Tribune News Service

Shimla, April 14

Irked over inordinate delay in implementation of the Scheduled Tribes and Other Traditional Forest Dwellers (Recognition of Forest Rights) Act, 2006, residents of tribal Kinnaur district in the state have urged the government to complete the process of implementing the Forest Rights Act (FCA) expeditiously by April-end.

“The Act was passed in January 2008. Following communication from the Union Government, the state government issued a notification on June 30, 2016, for constitution of a district-level and sub-divisional level forest rights committee and also imparted training to staff and gram sabhas, but the tribals have not benefited from it,” said convener of the Himlok Jagriti Manch, Kinnaur, RS Negi.

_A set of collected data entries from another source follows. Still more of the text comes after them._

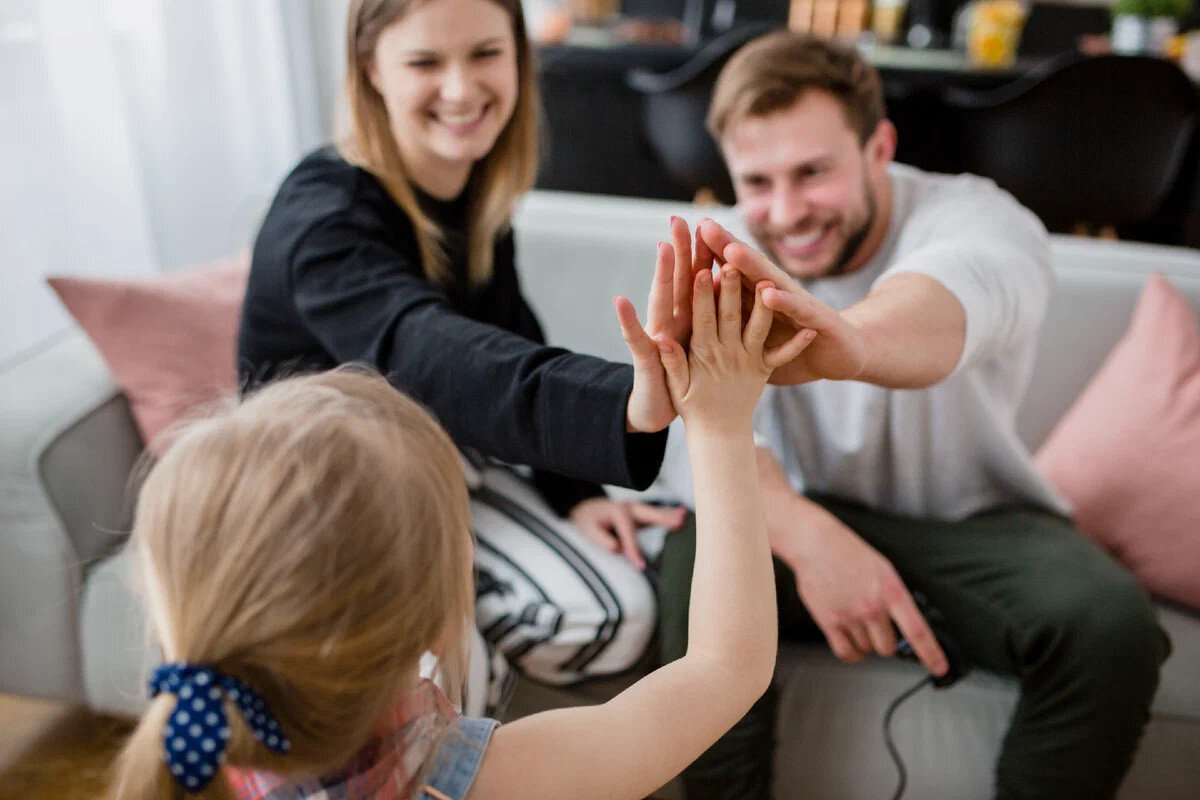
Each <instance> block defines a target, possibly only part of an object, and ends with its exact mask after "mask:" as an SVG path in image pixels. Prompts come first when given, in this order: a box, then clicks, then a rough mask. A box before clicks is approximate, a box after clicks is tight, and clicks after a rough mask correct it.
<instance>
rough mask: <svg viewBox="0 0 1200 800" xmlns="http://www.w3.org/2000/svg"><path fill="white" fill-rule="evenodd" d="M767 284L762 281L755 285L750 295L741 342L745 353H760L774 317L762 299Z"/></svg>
mask: <svg viewBox="0 0 1200 800" xmlns="http://www.w3.org/2000/svg"><path fill="white" fill-rule="evenodd" d="M769 285H770V283H769V282H767V281H763V282H762V283H760V284H758V285H757V287H755V291H754V295H751V296H752V297H754V301H752V306H751V308H750V319H749V321H746V329H745V330H744V331H743V332H742V344H743V345H744V347H745V349H746V353H750V354H752V355H757V354H760V353H762V348H763V344H766V342H767V335H768V333H770V324H772V321H773V320H774V318H775V314H774V313H773V312H772V311H770V308H767V303H766V302H763V300H762V293H763V290H766V289H767V288H768V287H769Z"/></svg>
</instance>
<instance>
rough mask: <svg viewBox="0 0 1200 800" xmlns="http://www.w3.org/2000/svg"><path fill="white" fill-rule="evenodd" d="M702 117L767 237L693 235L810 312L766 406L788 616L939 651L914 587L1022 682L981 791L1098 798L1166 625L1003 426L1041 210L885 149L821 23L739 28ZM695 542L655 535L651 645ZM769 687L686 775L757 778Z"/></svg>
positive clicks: (857, 640)
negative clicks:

“In June 2015, the Union Ministry of Tribal Affairs directed the Chief Secretary to complete the process of verification of claims of tribals under FRA claims by the end of December 2015, but the state government expressed its inability to complete the process by due date due to panchayat elections and committed to complete the process by April 2016, but it seems that the deadline will not be adhered to,” Negi lamented.

Asserting that “injustice is being perpetrated on tribals due to negligence of the Tribal Development and Panchayati Raj Departments which have miserably failed to perform their duties”, Negi pointed out that from 2008 to 2010, as many as 2,477 individuals and 54 community claims have been filed by claimants in Kinnaur and out of 2,477 individual claims, 1,370 claims and 54 community claims were pending with the district-level committee and 1,107 individual claims were pending with village-level forest rights committees, because of “inaction” on part of the government.

Under the Forest Rights Act and Rules, the tribals have right to hold and live on the forestland under the individual or common occupation for habitation or for self-cultivation for livelihood, right to ownership and access to collect, use and dispose of minor forest produce, including all non-timber forest produce of the plant origin.

Further, the Act also grants right of settlement and conversion of all forest villages, old habitation, unsurveyed villages and other villages in forest, whether recorded, notified or not into revenue villages, to protect regenerate or conserve or manage any community forest resource which they have been traditionally protecting and conserving for sustainable use, rights recognised under any state law or laws, right of access to biodiversity and community right to intellectual property.

The right of hunting or trapping and extracting a part of the body of any species of wild animal has been denied.